Para Scarance, não se deve julgar a vítima, pois isso pode reconduzi-la ao silêncio. É preciso pedir as medidas protetivas, sobretudo após a separação, já que, segundo pesquisa do MP, uma em cada duas mortes ocorre nessa fase.
A promotora cita pesquisa feita pelo MP que mostra que 96% das vítimas de feminicídio consumado ou tentado não tinham feito B.O., nem tinham proteção judicial. “Isso mostra que as medidas protetivas funcionam, sim”.
Cartilha
À tarde, a Comissão de Família e Sucessões avançou no debate, propondo mais soluções para o enfrentamento do problema. Além de Mario Luiz Delgado e Marina Pinhão Coelho Araújo, o presidente da Comissão de Corrupção, Crimes Econômicos, Financeiros e Tributários, Miguel Pereira Neto, e o diretor de Relações Institucionais Maurício Felberg, também participaram da discussão.
Para Marina Pinhão, é fundamental treinar os advogados que trabalham com a violência doméstica, para que possam conhecer e usar todos os instrumentos possíveis no processo. Para isso, propôs que as comissões Penal e de Família do IASP criem uma cartilha com as medidas que existem e que podem ser trocadas na esfera penal e civil.

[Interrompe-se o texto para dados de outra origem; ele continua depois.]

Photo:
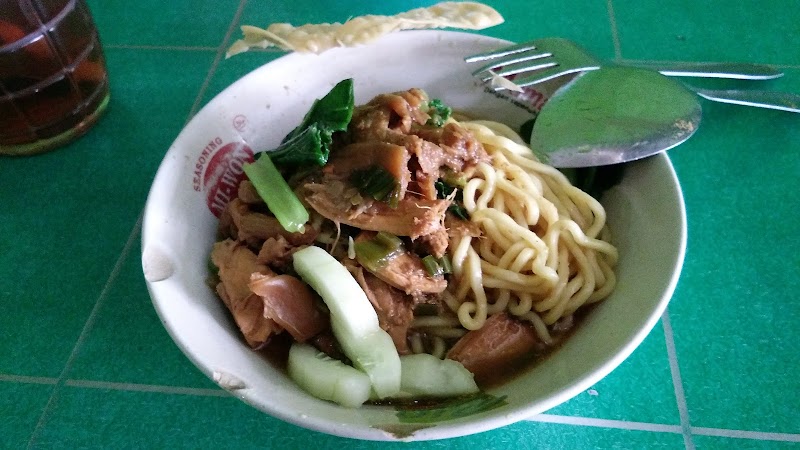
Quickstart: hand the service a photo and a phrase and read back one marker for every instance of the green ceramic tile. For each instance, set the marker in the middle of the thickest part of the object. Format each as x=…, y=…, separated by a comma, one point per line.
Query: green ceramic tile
x=729, y=443
x=153, y=22
x=21, y=405
x=639, y=390
x=128, y=327
x=95, y=418
x=713, y=30
x=735, y=312
x=85, y=200
x=234, y=68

A mesa também debateu os casos de falsa denúncia de violência, e Miguel Pereira Neto levou ao centro das discussões os casos de violência psiciológica causados por stalkers, ou perseguidores, que ameaçam as vítimas por meio de plataformas digitais. “Existe tipificação em outros países, mas aqui se aproveita algumas normas de direito penal, com penas reduzidas, de três meses ou multa”, explica Neto.

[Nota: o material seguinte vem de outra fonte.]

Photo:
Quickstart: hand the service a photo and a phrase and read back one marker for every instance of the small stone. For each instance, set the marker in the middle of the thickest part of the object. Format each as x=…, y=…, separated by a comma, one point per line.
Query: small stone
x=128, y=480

Já Delgado lembrou dos crimes contra o patrimônio inseridos no contexto de violência doméstica. Caso, por exemplo, da destruição de objetos pessoais, crime de dano. A questão frequente para os advogados é o excludente de ilicitude para esses crimes quando ainda existe a sociedade conjugal. “Só que a sociedade conjugal deixa de existir quando há a separação de fato”, argumentou.
Felberg propôs ainda uma reflexão sobre a atuação da categoria como mediadora de conflitos. “Dois bons advogados, dois bons escritórios têm toda a condição de resolver o problema sem ter de bater à Justiça”, disse. “O conselho de um profissional, uma orientação, muitas vezes tem valor maior que uma medida judicial.”
Delgado disse que ainda há muito a ser debatido sobre a questão do combate à violência contra a mulher. Por isso, cogita a realização de mais um dia inteiro dedicado ao tema, com cinco ou seis palestras abordando diferentes aspectos sobre o assunto.